W ten sposób możliwe jest rozdzielenie populacji w erytrocytach, limfocytach, granulocytach i prekursorach hematopoetycznych. W tym przypadku obecna strategia bramek selekcjonująca granulocyty, singlety i komórki MPO dodatnie pozwala znaleźć populację neutrofili w nerkach charakteryzującą się fluorescencyjną ekspresją mieloperoksydazy. W tym przypadku wstrzyknięcie cisplatyny spowodowało wzrost odsetka neutrofili obecnych w nerce.

Test TUNEL pozwala na wykrycie komórek apoptotycznych w tkance poprzez obserwację szkiełka tkankowego nerki za pomocą mikroskopu fluorescencyjnego, możliwe jest zobaczenie sygnału apoptotycznego wewnątrz jąder niektórych komórek, tutaj na czerwono. Kontrastuje z plamą jądrową w takim DAPI tutaj w kolorze niebieskim. Wstrzyknięcie cisplatyny zwiększyło obecność komórek apoptotycznych w nerkach, które można określić ilościowo ręcznie lub za pomocą oprogramowania do obrazowania.

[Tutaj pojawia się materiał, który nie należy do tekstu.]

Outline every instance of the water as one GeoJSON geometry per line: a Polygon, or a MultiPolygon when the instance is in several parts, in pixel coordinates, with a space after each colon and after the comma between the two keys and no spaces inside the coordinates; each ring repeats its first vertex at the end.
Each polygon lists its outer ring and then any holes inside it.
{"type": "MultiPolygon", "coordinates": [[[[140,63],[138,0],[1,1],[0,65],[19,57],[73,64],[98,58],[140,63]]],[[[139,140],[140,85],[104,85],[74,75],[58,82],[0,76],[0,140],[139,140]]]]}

Na końcu tego filmu powinieneś być w stanie wiedzieć, jak wstrzykiwać i dostosowywać dawkę cisplatyny, aby wywołać ostre uszkodzenie nerek u dorosłych ryb danio pręgowanego. I jak wypreparować nerkę do różnych celów. Cytometria przepływowa jest doskonałym narzędziem, które pomoże Ci zrozumieć profil różnych typów komórek w zależności od dostępności linii tragenklaw w Twoim laboratorium.

Pamiętaj, aby wziąć pod uwagę kolor linii transporterów, jeśli chcesz użyć przeciwciała do oznaczenia wszystkich ich typów komórek. Test TUNEL jest prostym narzędziem, które pozwala nam wykryć apoptozę komórek i tkanek i może być analizowane nie tylko za pomocą mikroskopii, ale także cytometrii przepływowej. Pamiętaj, aby podczas całego zabiegu zawsze używać środków ochrony osobistej.